Mikrofon BoomBricka pozwala również używać go jako zestawu głośnomówiącego do odbierania przychodzących telefonów, połączeń audio Facetime lub Skype. Nie wypróbowałem, jak dźwięk dociera do rozmówcy.
Wniosek: dźwięk ładowanego głośnika BT firmy Olixar
Jak zawsze, decydującym kryterium dla systemów głośnikowych jest dźwięk. Zostawmy właściwie operację i funkcje prawie wszystkie głośniki BT żadne życzenia nie zostały niespełnione. Z reguły prawie każdy ma opcję głośnomówiącą. Jeśli chodzi o dźwięk i cenę, gusta są jednak różne. Oczywiście nie można oczekiwać dźwięku z BoomBrick, który wytwarza głośnik BT za 200 EUR. Różnica w cenie, a co za tym idzie jakość użytych materiałów są na to po prostu zbyt różne. Z tego powodu moim zdaniem nie odbiera dźwięku Jawbone duży Jambox zbliżać się. Z innymi tańszymi pudełkami Bluetooth, takimi jak Mobilny wzmacniacz Terratec Jednak BoomBrick z pewnością może konkurować.
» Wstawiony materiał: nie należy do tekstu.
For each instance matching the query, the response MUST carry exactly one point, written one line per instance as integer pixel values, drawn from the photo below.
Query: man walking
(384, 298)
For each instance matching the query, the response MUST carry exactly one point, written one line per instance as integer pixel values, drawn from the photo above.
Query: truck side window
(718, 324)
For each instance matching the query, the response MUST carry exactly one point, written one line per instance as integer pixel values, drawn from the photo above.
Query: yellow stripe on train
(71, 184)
Z mojego punktu widzenia skrzynka Bluetooth dobrze nadaje się do zraszacza muzycznego na mniejszą skalę. Na biurku, w łazience czy w kuchni w pełni spełnia swoje zadanie. Na imprezie w ogrodzie, gdzie ludzie rozmawiają głośniej, powinna już osiągnąć swoje granice, ponieważ po prostu nie zapewnia wystarczającej ilości basów przy wyższych głośnościach. Nie jest to jednak problem przy mniejszych ilościach. W sumie, moim zdaniem, dobry stosunek jakości do ceny.
Moja (droga) alternatywna wskazówka dla lepszego dźwięku
Jeśli rzeczywiście potrzebujesz głośników z mocniejszym basem i większą głośnością, powinieneś rozejrzeć się za droższymi modelami, które mogą być również nieco większe. Moja rada dla ludzi, którzy nie przywiązują zbytniej wagi do pieniędzy i są gotowi zainwestować trochę więcej w dobry dźwięk: Głośnik Bose Sound Link III. Jest nieco większy, kosztuje około 250 euro i ma oszałamiający dźwięk, którego po prostu nie spodziewałbyś się po systemie tej wielkości. Powinno wystarczyć również na małe przyjęcia w ogrodzie. :)
Related Stories
Jens prowadzi bloga od 2012 roku. Pełni rolę Sir Apfelot dla swoich czytelników i pomaga im w problemach natury technicznej. W wolnych chwilach jeździ na elektrycznych monocyklach, robi zdjęcia (najlepiej iPhonem oczywiście), wspina się po górach Hesji lub wędruje z rodziną. Jego artykuły dotyczą produktów Apple, nowości ze świata dronów czy rozwiązań aktualnych błędów.